Audacia de navegar el mundo
Juan Nepote – Edición 498
La genuina audacia de navegar el mundo surgió de una combinación entre valentía, literatura, determinación y desparpajo, materializados en una mujer: Elizabeth Cochran
A Emily Dickinson, botánica poeta y viajera inmóvil, le debemos una de las opiniones más osadas acerca del mundo: “Para viajar lejos no hay mejor nave que un libro”. Una buena evidencia de ello es el conjunto de libros que, agrupados como Viajes extraordinarios, publicó Julio Verne en los mismos años en que Dickinson mantuvo el atrevimiento de nunca más salir de su habitación herbaria, y que nos transportan en globos aerostáticos, submarinos o cohetes, desde el centro del planeta hasta la Luna, cruzando la profundidad del océano. En 1869, Verne, Dickinson y el resto de la humanidad atestiguaron la realización de una de las más temerarias empresas hasta ese momento: la inauguración del canal de Suez, magistral pieza de ingeniería que, con sus casi 200 kilómetros de largo, aligeraba la posibilidad de recorrer el mundo al unir Europa con Oriente, excusando a los viajeros de la obligación de bordear el continente africano. Este atajo representaba un considerable ahorro de tiempo y de recursos, así que Julio Verne tuvo el atrevimiento de inventarse una historia que mezclaba aplomo y desfachatez, con cinismo y energía, para narrar la determinación con la que un sujeto llamado Phileas Fogg, junto con su ayudante Jean Passepartout, acepta el imprudente desafío de recorrer el mundo entero en poco más de dos meses y medio (79 días, para ser exactos). La vuelta al mundo en 80 días conoció un tremendo éxito entre los lectores que, a partir de la publicación de sus primeras entregas, a finales de 1872, iban devorando
ansiosamente las aventuras de los audaces viajeros imaginados por Verne. Pero, como ya se sabe, la realidad suele ser más asombrosa que la imaginación: en julio de 1870 —es decir, antes que Verne—, un millonario de nombre George Francis Train había intentado dar la vuelta al mundo en menos de 80 días.

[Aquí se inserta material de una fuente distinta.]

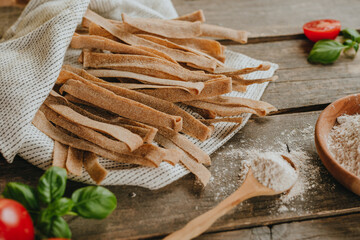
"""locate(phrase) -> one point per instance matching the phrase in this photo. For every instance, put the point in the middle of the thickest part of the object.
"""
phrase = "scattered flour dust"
(308, 173)
(272, 170)
(344, 142)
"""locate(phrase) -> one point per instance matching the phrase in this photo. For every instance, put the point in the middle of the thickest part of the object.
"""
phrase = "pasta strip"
(195, 87)
(241, 80)
(199, 60)
(212, 88)
(216, 120)
(186, 145)
(99, 42)
(208, 30)
(91, 164)
(56, 134)
(108, 100)
(143, 64)
(201, 172)
(191, 126)
(59, 154)
(192, 17)
(164, 27)
(208, 46)
(260, 106)
(132, 39)
(232, 72)
(230, 106)
(74, 161)
(146, 132)
(133, 141)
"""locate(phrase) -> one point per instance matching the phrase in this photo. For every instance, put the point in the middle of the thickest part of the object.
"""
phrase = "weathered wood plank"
(301, 83)
(341, 227)
(272, 18)
(259, 233)
(156, 213)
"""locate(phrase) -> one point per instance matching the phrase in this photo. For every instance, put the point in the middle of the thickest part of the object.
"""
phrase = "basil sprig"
(47, 206)
(328, 51)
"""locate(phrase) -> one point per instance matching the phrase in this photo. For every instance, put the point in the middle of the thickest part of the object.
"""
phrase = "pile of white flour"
(272, 170)
(344, 142)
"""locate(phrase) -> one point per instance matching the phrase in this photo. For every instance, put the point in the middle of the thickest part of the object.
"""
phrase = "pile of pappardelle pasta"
(137, 71)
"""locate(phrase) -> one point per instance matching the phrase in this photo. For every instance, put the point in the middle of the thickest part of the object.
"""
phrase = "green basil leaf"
(58, 208)
(325, 51)
(94, 202)
(351, 34)
(356, 46)
(52, 184)
(55, 226)
(23, 194)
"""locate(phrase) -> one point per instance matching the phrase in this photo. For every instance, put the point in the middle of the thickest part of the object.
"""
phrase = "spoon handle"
(199, 224)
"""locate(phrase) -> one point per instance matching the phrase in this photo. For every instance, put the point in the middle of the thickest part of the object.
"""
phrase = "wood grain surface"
(275, 20)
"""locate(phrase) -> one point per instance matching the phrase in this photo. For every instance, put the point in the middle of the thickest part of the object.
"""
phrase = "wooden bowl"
(347, 105)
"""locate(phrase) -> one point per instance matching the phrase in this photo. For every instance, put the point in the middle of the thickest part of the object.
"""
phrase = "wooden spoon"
(249, 189)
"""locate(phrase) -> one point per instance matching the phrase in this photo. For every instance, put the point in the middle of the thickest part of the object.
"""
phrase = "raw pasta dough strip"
(132, 39)
(164, 27)
(186, 145)
(223, 110)
(212, 88)
(56, 134)
(200, 60)
(216, 120)
(145, 131)
(133, 141)
(192, 17)
(260, 106)
(155, 67)
(84, 132)
(135, 86)
(60, 152)
(74, 161)
(191, 126)
(108, 100)
(245, 82)
(232, 72)
(201, 172)
(91, 164)
(147, 151)
(193, 87)
(99, 42)
(208, 46)
(208, 30)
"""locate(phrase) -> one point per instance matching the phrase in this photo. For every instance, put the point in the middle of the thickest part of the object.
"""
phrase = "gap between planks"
(271, 224)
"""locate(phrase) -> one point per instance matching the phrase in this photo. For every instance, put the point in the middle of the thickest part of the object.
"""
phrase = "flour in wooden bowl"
(344, 142)
(272, 170)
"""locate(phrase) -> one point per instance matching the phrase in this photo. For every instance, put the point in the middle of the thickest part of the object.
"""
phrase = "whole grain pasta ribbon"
(56, 134)
(133, 141)
(125, 107)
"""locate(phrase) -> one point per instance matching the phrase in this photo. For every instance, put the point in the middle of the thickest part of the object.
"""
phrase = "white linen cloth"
(32, 52)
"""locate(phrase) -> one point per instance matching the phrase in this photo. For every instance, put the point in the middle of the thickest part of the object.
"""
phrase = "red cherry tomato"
(322, 29)
(15, 221)
(58, 239)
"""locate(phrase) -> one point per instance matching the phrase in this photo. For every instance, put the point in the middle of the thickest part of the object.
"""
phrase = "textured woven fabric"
(36, 147)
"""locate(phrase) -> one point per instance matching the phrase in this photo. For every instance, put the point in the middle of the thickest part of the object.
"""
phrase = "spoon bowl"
(347, 105)
(249, 189)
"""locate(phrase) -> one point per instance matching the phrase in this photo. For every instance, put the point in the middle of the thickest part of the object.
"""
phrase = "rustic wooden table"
(325, 209)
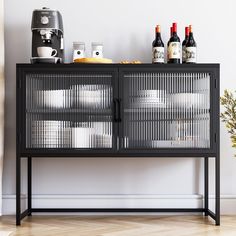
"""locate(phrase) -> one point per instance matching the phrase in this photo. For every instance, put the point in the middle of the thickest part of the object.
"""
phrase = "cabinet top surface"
(146, 65)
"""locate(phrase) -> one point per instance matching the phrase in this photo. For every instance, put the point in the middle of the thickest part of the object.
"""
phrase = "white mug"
(46, 52)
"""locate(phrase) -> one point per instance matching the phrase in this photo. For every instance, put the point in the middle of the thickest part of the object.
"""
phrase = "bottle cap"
(190, 28)
(187, 31)
(158, 29)
(174, 26)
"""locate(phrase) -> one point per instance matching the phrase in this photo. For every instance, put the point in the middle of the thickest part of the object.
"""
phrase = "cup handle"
(54, 52)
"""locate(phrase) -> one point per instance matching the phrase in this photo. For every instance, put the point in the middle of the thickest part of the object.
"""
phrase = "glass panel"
(164, 110)
(69, 110)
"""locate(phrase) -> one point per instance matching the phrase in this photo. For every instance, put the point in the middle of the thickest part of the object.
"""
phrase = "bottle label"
(158, 54)
(191, 54)
(174, 50)
(184, 54)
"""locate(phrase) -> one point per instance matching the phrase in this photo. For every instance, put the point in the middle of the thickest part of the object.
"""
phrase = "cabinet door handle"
(116, 110)
(119, 109)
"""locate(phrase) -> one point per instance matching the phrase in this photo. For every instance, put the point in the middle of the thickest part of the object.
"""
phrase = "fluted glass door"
(70, 110)
(166, 110)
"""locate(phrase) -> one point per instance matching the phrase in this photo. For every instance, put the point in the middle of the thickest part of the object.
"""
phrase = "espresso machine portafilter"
(47, 31)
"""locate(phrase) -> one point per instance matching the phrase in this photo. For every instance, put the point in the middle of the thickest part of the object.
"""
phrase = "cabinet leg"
(29, 185)
(217, 189)
(206, 185)
(18, 189)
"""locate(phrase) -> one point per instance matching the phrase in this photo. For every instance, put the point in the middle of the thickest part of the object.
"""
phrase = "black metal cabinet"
(118, 110)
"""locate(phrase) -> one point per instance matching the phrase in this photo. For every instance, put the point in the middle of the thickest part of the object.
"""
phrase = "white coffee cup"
(46, 52)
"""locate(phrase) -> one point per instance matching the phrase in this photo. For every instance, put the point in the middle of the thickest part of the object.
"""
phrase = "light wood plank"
(119, 226)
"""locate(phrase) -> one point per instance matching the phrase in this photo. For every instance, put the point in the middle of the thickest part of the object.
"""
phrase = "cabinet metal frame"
(118, 71)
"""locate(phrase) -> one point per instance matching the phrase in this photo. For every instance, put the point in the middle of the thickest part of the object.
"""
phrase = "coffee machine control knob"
(44, 20)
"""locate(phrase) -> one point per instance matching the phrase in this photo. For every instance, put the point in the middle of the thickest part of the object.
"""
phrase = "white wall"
(126, 27)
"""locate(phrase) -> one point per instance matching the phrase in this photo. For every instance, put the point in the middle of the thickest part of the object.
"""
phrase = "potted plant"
(228, 116)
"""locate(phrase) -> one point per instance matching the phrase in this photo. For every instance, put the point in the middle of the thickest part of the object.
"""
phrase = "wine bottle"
(191, 48)
(171, 33)
(158, 47)
(184, 45)
(174, 48)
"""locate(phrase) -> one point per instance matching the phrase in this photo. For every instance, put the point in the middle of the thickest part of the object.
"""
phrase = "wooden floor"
(120, 226)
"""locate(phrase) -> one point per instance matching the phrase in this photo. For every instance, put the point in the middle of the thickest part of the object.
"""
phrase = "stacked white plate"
(92, 135)
(91, 96)
(150, 99)
(189, 100)
(50, 134)
(52, 98)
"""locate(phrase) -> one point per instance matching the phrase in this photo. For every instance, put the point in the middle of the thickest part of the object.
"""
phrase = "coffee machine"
(47, 31)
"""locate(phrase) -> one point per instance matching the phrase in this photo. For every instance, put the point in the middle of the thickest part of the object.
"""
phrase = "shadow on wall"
(17, 50)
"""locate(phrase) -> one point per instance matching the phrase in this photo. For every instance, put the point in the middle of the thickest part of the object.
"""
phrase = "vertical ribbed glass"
(69, 110)
(163, 110)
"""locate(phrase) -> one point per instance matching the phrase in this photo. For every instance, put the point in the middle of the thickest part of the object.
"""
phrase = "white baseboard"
(228, 202)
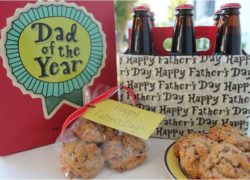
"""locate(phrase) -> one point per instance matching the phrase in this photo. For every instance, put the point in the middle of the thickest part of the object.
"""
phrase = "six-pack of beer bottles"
(228, 40)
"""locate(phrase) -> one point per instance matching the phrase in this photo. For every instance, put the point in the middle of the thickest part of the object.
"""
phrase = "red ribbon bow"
(106, 95)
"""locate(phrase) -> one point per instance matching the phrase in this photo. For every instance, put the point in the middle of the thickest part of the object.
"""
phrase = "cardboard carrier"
(50, 51)
(194, 92)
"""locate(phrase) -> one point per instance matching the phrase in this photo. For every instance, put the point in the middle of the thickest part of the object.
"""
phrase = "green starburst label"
(52, 51)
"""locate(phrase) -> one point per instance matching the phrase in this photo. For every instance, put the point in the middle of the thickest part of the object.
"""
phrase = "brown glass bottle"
(217, 18)
(219, 33)
(231, 31)
(183, 42)
(141, 37)
(152, 18)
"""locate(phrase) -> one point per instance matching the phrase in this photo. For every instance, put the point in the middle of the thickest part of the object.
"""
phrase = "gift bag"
(50, 51)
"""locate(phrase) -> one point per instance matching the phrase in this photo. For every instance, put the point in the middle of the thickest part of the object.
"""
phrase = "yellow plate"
(172, 164)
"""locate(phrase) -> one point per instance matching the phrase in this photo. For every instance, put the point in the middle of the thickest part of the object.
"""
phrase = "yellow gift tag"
(123, 117)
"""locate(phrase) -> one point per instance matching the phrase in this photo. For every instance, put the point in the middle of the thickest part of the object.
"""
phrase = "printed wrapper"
(194, 92)
(86, 148)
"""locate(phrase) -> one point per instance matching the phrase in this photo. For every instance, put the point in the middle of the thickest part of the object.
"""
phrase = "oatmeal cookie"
(180, 140)
(89, 132)
(192, 152)
(81, 159)
(225, 161)
(124, 152)
(231, 135)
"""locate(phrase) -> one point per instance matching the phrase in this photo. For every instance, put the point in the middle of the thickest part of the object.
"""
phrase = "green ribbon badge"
(52, 51)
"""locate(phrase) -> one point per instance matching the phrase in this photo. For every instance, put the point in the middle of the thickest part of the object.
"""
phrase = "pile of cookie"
(221, 154)
(95, 146)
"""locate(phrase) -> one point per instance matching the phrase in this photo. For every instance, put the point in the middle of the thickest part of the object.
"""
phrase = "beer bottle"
(219, 31)
(141, 37)
(183, 42)
(152, 18)
(231, 31)
(217, 18)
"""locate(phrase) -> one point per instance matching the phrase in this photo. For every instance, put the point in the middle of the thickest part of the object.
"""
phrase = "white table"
(43, 163)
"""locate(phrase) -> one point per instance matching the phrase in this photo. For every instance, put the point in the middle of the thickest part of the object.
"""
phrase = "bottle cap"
(218, 11)
(230, 5)
(141, 8)
(184, 6)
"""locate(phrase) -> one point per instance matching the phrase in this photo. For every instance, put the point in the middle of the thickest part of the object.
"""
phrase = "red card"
(50, 51)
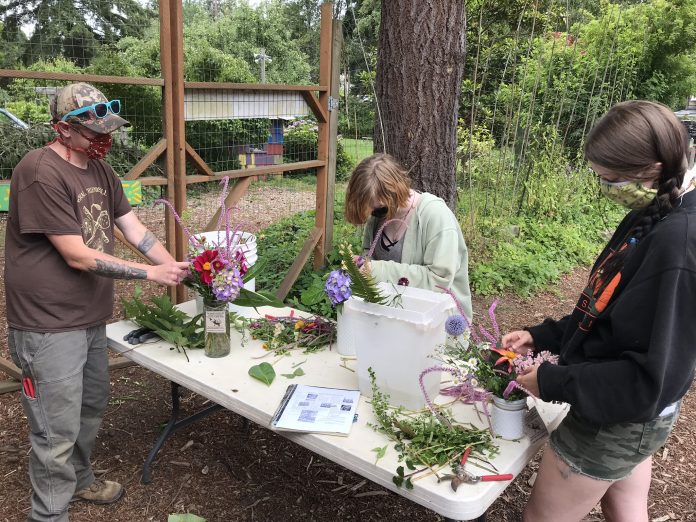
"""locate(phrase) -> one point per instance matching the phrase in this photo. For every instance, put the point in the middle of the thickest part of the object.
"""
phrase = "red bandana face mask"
(99, 146)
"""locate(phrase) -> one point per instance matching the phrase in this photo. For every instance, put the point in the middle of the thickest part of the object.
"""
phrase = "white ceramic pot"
(507, 418)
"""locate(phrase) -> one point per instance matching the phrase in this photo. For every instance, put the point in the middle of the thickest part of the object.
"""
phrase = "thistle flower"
(337, 287)
(456, 325)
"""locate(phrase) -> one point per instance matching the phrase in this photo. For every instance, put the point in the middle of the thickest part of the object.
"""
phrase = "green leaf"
(380, 452)
(314, 294)
(256, 299)
(264, 372)
(186, 517)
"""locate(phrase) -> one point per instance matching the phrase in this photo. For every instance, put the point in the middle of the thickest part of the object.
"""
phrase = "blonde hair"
(377, 178)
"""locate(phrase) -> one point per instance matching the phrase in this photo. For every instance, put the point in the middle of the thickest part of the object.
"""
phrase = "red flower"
(204, 264)
(507, 357)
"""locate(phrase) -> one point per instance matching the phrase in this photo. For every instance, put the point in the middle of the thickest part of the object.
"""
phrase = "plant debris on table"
(423, 440)
(282, 334)
(167, 321)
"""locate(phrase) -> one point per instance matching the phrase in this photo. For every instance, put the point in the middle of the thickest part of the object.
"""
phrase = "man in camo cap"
(59, 273)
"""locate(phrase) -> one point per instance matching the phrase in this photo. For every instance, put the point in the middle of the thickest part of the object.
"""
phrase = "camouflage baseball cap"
(78, 95)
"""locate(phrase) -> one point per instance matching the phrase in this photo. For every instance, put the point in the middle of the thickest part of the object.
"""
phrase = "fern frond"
(362, 284)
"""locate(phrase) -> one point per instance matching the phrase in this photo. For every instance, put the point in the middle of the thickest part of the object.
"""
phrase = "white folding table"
(226, 383)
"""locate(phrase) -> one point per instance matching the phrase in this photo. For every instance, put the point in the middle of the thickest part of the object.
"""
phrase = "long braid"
(665, 201)
(631, 138)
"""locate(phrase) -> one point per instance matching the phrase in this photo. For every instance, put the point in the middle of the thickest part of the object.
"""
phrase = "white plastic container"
(397, 342)
(345, 342)
(247, 244)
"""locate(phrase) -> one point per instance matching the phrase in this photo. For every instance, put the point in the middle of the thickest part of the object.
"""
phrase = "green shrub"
(280, 243)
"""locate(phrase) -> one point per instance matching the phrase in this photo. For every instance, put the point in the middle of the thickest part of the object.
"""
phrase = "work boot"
(100, 492)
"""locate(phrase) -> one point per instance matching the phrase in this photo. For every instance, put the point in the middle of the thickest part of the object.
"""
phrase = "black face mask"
(380, 212)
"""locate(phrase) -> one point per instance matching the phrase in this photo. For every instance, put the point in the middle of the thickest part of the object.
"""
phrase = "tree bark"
(420, 62)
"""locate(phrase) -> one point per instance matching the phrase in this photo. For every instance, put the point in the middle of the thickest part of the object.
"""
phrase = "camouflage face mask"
(630, 194)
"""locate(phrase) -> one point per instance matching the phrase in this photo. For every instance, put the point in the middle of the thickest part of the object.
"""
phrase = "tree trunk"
(420, 61)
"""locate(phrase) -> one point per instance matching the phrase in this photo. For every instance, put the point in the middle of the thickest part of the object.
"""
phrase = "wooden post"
(178, 143)
(167, 126)
(337, 46)
(325, 40)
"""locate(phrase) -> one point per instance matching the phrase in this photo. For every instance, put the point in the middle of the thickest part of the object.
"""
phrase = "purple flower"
(227, 284)
(337, 287)
(456, 325)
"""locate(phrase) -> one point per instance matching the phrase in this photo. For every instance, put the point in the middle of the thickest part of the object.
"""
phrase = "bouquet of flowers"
(488, 365)
(218, 271)
(352, 279)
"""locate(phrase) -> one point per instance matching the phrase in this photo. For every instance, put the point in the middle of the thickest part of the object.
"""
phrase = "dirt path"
(216, 469)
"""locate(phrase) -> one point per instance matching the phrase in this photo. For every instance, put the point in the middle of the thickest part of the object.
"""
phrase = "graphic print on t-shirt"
(95, 221)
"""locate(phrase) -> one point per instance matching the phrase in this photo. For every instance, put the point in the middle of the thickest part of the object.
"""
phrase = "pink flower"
(203, 264)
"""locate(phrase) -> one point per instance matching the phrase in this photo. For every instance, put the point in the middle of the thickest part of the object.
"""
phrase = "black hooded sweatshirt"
(627, 354)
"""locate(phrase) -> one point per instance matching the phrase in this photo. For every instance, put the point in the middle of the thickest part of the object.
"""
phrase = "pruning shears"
(462, 476)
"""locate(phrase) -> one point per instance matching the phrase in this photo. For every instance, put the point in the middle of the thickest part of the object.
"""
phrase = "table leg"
(173, 425)
(482, 518)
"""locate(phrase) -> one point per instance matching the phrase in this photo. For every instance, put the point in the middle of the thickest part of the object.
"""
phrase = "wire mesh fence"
(237, 114)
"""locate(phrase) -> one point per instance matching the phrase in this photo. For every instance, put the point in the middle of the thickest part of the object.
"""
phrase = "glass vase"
(217, 329)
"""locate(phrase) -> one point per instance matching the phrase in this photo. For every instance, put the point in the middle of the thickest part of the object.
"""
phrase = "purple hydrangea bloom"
(337, 287)
(227, 284)
(456, 325)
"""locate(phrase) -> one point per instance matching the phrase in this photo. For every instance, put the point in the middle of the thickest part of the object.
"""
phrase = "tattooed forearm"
(117, 271)
(147, 242)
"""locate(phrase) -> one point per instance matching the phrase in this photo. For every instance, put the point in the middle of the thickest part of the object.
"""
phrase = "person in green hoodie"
(421, 243)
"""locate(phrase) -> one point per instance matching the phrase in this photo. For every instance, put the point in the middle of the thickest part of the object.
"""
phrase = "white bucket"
(217, 239)
(345, 342)
(507, 418)
(397, 342)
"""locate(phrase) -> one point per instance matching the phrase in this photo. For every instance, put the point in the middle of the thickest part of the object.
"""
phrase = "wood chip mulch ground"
(217, 469)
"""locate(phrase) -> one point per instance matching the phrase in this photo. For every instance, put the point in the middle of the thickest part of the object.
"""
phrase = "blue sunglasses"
(100, 110)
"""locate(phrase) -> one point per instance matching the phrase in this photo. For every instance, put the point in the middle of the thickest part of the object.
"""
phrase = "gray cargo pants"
(70, 376)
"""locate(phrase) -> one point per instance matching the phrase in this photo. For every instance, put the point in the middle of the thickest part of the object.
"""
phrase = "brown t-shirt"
(48, 195)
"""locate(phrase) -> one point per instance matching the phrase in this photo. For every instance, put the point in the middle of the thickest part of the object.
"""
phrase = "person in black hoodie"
(627, 351)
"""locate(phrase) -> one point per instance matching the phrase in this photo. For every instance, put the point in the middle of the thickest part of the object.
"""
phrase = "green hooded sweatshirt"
(434, 252)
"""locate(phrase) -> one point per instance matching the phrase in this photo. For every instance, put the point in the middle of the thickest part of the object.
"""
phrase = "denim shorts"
(610, 451)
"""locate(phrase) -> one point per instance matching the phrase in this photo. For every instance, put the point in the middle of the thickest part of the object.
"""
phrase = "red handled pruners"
(464, 477)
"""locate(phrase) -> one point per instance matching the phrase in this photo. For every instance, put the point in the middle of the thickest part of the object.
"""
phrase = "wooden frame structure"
(177, 151)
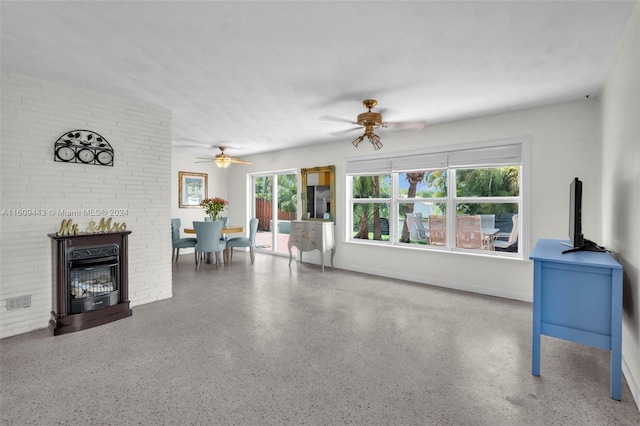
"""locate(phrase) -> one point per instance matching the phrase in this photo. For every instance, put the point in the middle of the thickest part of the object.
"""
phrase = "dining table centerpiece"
(214, 206)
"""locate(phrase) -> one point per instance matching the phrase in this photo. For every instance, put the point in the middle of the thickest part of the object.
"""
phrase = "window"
(406, 201)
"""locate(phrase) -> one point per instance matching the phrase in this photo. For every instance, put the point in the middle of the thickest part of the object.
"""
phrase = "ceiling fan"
(223, 160)
(370, 120)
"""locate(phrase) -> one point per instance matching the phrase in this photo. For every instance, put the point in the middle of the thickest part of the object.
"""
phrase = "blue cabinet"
(578, 297)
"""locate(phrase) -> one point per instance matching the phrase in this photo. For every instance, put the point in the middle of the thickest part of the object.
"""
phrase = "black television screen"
(575, 214)
(578, 241)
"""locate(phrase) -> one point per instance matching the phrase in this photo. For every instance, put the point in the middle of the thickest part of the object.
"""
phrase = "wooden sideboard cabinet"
(578, 297)
(308, 235)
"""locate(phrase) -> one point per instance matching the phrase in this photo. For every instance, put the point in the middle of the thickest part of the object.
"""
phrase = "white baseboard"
(632, 382)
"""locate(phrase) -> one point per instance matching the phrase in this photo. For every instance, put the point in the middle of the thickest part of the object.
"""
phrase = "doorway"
(275, 213)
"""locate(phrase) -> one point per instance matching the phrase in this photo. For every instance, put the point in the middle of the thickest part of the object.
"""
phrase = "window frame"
(384, 165)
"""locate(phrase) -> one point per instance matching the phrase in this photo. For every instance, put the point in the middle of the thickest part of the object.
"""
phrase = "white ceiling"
(259, 76)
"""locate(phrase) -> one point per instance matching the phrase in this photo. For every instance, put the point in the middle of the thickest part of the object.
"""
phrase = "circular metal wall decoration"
(83, 147)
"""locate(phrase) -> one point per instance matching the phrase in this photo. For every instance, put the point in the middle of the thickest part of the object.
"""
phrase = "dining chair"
(511, 238)
(208, 236)
(244, 241)
(225, 223)
(178, 242)
(469, 232)
(437, 230)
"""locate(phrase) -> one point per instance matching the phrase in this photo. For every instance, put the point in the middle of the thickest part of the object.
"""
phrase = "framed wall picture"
(192, 188)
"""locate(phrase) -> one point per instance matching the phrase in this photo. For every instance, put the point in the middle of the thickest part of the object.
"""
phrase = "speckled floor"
(267, 345)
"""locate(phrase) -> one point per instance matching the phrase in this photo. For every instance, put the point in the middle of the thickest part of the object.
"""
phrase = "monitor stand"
(587, 246)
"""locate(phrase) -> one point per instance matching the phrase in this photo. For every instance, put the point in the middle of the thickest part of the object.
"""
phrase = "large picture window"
(406, 200)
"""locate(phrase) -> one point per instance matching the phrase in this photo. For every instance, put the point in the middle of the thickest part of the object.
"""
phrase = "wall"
(621, 187)
(35, 113)
(563, 145)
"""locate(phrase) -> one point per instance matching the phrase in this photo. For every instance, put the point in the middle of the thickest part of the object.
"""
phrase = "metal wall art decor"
(84, 147)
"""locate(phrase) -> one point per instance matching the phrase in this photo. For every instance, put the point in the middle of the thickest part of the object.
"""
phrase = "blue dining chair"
(243, 241)
(178, 242)
(208, 236)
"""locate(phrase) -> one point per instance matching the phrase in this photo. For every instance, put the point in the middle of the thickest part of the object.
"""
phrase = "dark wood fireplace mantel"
(62, 319)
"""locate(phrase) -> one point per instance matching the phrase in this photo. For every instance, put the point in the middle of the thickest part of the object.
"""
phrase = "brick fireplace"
(90, 282)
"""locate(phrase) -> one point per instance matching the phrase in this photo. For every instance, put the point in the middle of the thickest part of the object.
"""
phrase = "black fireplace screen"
(93, 275)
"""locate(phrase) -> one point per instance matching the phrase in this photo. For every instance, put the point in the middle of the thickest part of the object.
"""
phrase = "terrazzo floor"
(266, 344)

Sin embargo, la genuina audacia de navegar el mundo surgió de una combinación entre valentía, literatura, determinación y desparpajo, materializados en una mujer: Elizabeth Cochran, estadounidense como Emily Dickinson y nacida en el estado de Pensilvania en 1864. Osada, intrépida, resuelta, innovadora, cambió su nombre por el de Nellie Bly y se convirtió en la periodista más importante del siglo XIX. Fundadora del “periodismo encubierto de investigación” y del “periodismo de inmersión”, en 1889 se propuso superar la ficción popular dando vuelta al mundo en menos de 80 días. Bly no tenía dinero ilimitado, como George Francis Train, ni era hombre, como el ficticio Phileas Fogg. Ella se embarcó sola, sin más equipaje que un mínimo maletín de mano y, presumiendo un admirable sentido de la estética y la mercadotecnia, una larga gabardina que le otorgaba cierto aire detectivesco y un sombrero absolutamente inolvidables: sus fotografías alrededor del planeta inundaron la prensa e, incluso, alguien ideó un juego de mesa que reproducía la hazaña navegante de Nellie Bly, quien, audaz e imparable, dio la vuelta al mundo en solamente 72 días, y aun se regaló el gusto de detenerse un poco en Francia para visitar a Julio Verne.
“Los viajes son los viajeros. Lo que vemos no es lo que vemos, sino lo que somos”, escribiría poco después Fernando Pessoa.